Ma Nicola Zingaretti ha le sue ambasce. Durante la crisi di governo l’elefante piddino è stato trainato dalla volpe Renzi. E il suo segretario maneggia come può la carota dell’ecumenismo e il bastone pronto a colpire gli ex renziani del partito sospettati di essere cavalli di Troia manovrati dal senatore di Scandicci. Il quale, dopo aver furoreggiato, si trova in mano un partitino dall’incerto futuro. Il referendum costituzionale respinto è stato la sua Elba.

Il timore di un suo insuccesso politico – napoleonicamente parlando, noblesse oblige – potrebbe rivelarsi la sua Sant’Elena. O, se più vi piace, la sua Santa Maria Elena, prontamente nominata capogruppo di “Italia viva”. Ma da Renzi c’è sempre da aspettarsi un colpo di coda. Dopo aver sponsorizzato Camaleo, potrebbe – more solito – tirargli un tiro mancino e affondare la compagine ministeriale.

Non se la passa meglio Luigi Di Maio.
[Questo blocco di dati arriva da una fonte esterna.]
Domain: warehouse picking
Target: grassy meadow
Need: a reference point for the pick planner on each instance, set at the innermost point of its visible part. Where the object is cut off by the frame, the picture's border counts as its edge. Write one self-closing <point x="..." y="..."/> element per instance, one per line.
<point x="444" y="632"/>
A ogni elezione ha una decrescita infelice. Ha ottenuto come premio di consolazione la Farnesina, che usa come sede del partito.
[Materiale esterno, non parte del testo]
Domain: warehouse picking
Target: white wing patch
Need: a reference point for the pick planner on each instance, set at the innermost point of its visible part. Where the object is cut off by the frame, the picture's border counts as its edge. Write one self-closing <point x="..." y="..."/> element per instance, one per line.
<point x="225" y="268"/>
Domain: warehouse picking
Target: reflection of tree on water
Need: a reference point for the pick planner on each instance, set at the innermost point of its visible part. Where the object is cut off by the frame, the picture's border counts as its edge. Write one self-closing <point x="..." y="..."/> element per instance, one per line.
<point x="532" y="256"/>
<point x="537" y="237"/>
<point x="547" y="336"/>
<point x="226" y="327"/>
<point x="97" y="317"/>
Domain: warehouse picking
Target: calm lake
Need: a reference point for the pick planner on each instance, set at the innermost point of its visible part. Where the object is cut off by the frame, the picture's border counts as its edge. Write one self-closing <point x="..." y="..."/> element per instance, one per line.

Un guscio vuoto perché a contare sono il Quirinale e Palazzo Chigi. E ogni volta che va all’estero deve guardarsi le spalle perché i Cinquestelle sono in fermento e a rischio di scissione. Dulcis in fundo, la pugnace Giorgia Meloni, la cui fortuna nei sondaggi dipende dalle disgrazie altrui. Si è astenuta sulla mozione di fiducia al Conte 1, un po’ per non distaccarsi dal Capitano leghista e un po’ perché temeva che il governo durasse per chissà quanto tempo. Invitata da Camaleo durante le recenti consultazioni, ha preferito mandare i suoi cari. Ma poi l’ha invitato alla festa del partito per dirne male il giorno dopo. «Un perfetto maggiordomo in guanti bianchi» per Francia e Germania.

Appena giunto alla festa, Camaleo aveva detto alla Meloni: «Pensavi che non venissi, ma allora non mi conosci». Una bella lezione di stile. Fatto sta, per dirla con Leo Longanesi, che “sbagliando non s’impara ma s’impera”.

Con tutti “questi qua”, dal primo all’ultimo, Camaleo non sfigura affatto.

Ci pare quasi uno statista che gioca con le parole, non ha mai l’aria dell’attaccabrighe e, come il mitico Gianni Letta, metterebbe d’accordo perfino due seggiole.

Chiamatelo Camaleo, chiamatelo Zelig. Ma, viene da dire, evviva la differenza. Non a caso Domineddio, dall’alto della sua bontà, volle creare un essere a propria immagine e somiglianza. E mise al mondo un professore universitario.